Por fim, o último e não menos importante problema que pode ocorrer é quanto ao mau uso das informações do consumidor pelos sites de compras coletivas. Muitos, sem qualquer autorização do consumidor, compartilham dados pessoais destes com seus parceiros ou demais fornecedores com o objetivo de encaminhar-lhes publicidade direcionada (o famoso spam). Esta é uma violação gravíssima à intimidade do consumidor, garantida pela Carta Magna em seu artigo 5º, X e ao artigo 6º, I e IV do Código de Defesa do Consumidor. Na sua ocorrência, pode ser pleiteada pelo consumidor indenização e cessação imediata da lesão, com base no próprio texto constitucional, bem como do artigo 6º, VI do Código de Defesa do Consumidor.
Portanto, esses foram alguns dos possíveis problemas que esta nova prática comercial poderá causar aos consumidores. Este artigo, obviamente, não tem o condão de esgotar o assunto, até porque a criatividade e as relações jurídicas de que dela advém são infinitas, dada a imprevisibilidade típica do ser humano como ser cultural. Assim, muitos outros problemas ainda irão surgir, devendo cada caso ser analisado pormenorizadamente, buscando a maior proteção possível do consumidor, em respeito ao espírito da legislação que o tutela.
Notas
[1] GRINOVER, Ada Pellegrini et al. Código Brasileiro de Defesa do Consumidor comentado pelos autores do Anteprojeto. 9. ed. Rio de Janeiro: Forense Universitária, 2007. p. 560.
[2] Cumpre salientar que aqui estamos utilizando o conceito mais singelo de consumidor como destinatário final da comercialização de produto ou da prestação do serviço, sem ignorar a existência das demais correntes doutrinárias. Todavia, para que este estudo não se estenda além do seu objeto, ficaremos com esta simples definição que, inclusive, é a textualmente prevista no artigo 2º caput do Código de Defesa do Consumidor.
[3] É certo que o parágrafo primeiro do artigo 18 do Código de Defesa do Consumidor traz alternativas à escolha do consumidor: substituição do produto por outro da mesma espécie, em perfeitas condições de uso, restituição imediata da quantia paga, monetariamente atualizada, sem prejuízo de eventuais perdas e danos e abatimento proporcional do preço. Por questões didáticas, já foi escolhida no exemplo dado a opção que pareceu mais conveniente ao consumidor. No entanto, isto não impede que outra seja escolhida, pois, como dito, são alternativas.
[4] NUNES, Luis Antonio Rizzatto.

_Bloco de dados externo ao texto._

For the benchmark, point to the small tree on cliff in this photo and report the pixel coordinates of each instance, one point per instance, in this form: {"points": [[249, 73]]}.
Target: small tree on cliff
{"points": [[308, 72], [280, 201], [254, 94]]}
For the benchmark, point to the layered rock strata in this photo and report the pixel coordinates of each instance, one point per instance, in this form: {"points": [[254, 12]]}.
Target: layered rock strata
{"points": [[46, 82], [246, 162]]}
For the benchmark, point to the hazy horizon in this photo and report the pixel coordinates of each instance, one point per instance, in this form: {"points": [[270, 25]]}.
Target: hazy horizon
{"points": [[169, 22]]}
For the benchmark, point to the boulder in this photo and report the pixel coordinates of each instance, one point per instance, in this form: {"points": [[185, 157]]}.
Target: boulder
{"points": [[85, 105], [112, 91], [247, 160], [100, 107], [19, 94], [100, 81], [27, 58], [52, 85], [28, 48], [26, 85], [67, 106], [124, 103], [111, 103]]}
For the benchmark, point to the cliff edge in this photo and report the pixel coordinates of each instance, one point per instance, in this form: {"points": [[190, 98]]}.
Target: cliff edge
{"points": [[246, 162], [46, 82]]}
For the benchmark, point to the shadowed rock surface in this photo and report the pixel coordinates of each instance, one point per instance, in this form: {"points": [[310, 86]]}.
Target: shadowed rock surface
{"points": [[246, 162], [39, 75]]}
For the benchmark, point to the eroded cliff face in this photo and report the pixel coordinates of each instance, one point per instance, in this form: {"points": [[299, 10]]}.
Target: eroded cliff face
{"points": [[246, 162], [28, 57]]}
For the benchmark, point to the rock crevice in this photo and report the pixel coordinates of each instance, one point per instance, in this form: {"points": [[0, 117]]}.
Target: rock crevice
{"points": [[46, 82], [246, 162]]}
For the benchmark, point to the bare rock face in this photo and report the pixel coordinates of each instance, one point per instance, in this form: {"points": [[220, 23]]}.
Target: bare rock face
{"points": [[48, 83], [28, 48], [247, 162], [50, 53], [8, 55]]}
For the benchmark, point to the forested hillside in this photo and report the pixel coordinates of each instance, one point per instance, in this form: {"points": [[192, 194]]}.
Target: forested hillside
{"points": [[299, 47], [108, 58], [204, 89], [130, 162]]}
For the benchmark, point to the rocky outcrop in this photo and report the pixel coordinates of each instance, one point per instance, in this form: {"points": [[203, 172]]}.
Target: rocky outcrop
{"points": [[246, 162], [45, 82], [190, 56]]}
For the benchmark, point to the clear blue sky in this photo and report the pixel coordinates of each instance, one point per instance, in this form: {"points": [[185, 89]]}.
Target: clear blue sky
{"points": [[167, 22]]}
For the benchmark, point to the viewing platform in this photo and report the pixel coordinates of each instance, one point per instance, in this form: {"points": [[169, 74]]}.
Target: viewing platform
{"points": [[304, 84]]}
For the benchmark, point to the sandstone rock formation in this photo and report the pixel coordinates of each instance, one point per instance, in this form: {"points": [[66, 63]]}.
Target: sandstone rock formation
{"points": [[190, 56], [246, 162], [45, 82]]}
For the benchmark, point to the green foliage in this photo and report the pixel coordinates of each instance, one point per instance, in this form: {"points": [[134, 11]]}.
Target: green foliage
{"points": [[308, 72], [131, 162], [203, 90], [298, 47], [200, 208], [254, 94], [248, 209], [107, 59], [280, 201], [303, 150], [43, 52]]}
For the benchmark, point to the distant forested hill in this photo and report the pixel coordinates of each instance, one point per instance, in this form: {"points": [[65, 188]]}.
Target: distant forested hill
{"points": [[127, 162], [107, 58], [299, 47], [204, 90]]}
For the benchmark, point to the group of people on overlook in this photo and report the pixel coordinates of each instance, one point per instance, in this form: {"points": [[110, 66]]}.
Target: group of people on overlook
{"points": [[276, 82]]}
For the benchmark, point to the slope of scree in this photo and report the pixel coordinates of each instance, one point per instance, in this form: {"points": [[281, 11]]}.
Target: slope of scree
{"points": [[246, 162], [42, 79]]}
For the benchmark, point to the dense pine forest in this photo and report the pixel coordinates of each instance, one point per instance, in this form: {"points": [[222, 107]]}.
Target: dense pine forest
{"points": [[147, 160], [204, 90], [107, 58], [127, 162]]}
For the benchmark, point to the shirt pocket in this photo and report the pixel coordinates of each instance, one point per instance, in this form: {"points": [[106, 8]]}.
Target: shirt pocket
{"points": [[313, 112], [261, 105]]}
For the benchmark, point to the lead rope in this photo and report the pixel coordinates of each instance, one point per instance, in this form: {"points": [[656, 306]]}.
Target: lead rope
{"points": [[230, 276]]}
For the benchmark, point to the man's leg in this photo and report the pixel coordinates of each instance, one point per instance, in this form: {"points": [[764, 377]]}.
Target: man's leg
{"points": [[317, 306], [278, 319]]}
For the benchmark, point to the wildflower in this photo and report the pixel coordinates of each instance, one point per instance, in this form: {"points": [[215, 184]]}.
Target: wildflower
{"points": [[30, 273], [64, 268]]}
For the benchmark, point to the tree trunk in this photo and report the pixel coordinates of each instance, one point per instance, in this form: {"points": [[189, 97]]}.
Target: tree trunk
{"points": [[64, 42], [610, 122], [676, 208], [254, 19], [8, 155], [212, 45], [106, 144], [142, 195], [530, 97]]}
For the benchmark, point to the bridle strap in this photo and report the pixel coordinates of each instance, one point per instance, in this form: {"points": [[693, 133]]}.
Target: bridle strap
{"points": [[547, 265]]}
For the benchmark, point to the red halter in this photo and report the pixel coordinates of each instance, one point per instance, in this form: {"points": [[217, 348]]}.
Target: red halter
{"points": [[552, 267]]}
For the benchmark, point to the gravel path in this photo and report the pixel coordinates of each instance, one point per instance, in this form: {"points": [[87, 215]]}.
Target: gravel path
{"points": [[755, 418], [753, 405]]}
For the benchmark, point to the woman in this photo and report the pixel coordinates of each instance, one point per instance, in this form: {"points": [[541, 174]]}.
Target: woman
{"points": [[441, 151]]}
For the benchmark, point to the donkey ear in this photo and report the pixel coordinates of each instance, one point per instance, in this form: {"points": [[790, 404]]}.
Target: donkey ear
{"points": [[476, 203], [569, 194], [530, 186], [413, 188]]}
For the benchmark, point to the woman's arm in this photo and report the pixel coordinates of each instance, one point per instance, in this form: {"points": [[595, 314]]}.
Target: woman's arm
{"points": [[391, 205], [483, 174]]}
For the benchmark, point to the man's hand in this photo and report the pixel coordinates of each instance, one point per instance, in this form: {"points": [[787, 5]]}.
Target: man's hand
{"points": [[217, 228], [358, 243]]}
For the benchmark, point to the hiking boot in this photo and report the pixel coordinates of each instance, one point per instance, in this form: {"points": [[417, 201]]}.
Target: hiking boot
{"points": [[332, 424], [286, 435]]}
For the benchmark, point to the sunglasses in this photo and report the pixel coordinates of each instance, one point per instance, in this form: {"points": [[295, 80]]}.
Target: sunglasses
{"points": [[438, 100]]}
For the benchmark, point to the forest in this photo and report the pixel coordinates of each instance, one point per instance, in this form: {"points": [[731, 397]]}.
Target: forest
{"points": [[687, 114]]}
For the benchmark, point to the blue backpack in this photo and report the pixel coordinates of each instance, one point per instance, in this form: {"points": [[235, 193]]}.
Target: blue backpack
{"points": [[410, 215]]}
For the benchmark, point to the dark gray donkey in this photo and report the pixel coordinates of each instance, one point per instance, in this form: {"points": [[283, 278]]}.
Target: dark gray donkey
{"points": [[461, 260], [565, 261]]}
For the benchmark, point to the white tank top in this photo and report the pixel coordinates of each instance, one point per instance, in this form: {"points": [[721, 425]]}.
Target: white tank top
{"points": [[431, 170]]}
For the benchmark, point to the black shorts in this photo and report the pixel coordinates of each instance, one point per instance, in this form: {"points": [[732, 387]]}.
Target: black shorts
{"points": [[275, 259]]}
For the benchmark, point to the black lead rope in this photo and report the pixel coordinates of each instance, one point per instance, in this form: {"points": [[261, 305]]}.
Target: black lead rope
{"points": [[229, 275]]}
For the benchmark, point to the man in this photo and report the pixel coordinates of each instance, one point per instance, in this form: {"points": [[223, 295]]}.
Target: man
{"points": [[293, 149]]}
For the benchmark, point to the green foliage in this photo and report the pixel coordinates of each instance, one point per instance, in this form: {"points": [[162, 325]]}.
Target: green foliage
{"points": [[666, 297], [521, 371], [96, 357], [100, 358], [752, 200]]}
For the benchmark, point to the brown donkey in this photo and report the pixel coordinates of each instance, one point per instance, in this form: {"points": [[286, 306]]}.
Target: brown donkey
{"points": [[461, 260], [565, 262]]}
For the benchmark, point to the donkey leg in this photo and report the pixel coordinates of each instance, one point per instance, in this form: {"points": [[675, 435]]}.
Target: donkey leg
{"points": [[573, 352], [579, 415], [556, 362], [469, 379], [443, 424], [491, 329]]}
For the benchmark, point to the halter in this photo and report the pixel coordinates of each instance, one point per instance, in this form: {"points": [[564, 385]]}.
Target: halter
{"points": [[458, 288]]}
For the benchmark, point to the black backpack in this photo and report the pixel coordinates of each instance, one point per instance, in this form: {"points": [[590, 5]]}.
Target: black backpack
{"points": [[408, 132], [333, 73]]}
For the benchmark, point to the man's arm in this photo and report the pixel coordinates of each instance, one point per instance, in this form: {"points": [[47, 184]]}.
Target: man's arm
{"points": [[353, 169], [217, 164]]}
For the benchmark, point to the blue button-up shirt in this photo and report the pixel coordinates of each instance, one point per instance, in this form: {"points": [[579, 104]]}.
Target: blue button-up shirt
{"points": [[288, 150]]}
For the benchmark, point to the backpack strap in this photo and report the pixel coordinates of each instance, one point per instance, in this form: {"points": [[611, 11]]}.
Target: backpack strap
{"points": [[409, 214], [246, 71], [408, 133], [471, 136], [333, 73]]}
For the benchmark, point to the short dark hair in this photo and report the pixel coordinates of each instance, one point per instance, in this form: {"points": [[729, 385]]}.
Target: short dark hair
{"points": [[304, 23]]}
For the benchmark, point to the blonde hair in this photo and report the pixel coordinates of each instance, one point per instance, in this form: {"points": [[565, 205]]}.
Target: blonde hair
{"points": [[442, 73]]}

Curso de direito do consumidor: com exercícios. 4ª ed. São Paulo: Saraiva, 2009. p. 86.
[5] GRINOVER, Ada Pellegrini et al. Código Brasileiro de Defesa do Consumidor comentado pelos autores do Anteprojeto. 9. ed. Rio de Janeiro: Forense Universitária, 2007. p. 47.
[6] Quanto ao fato do produto, só serão solidariamente responsáveis o fabricante, o produtor, o construtor, nacional ou estrangeiro, o importador e, em determinados casos, o comerciante, nos termos dos artigos 12 e 13 do Código de Defesa do Consumidor.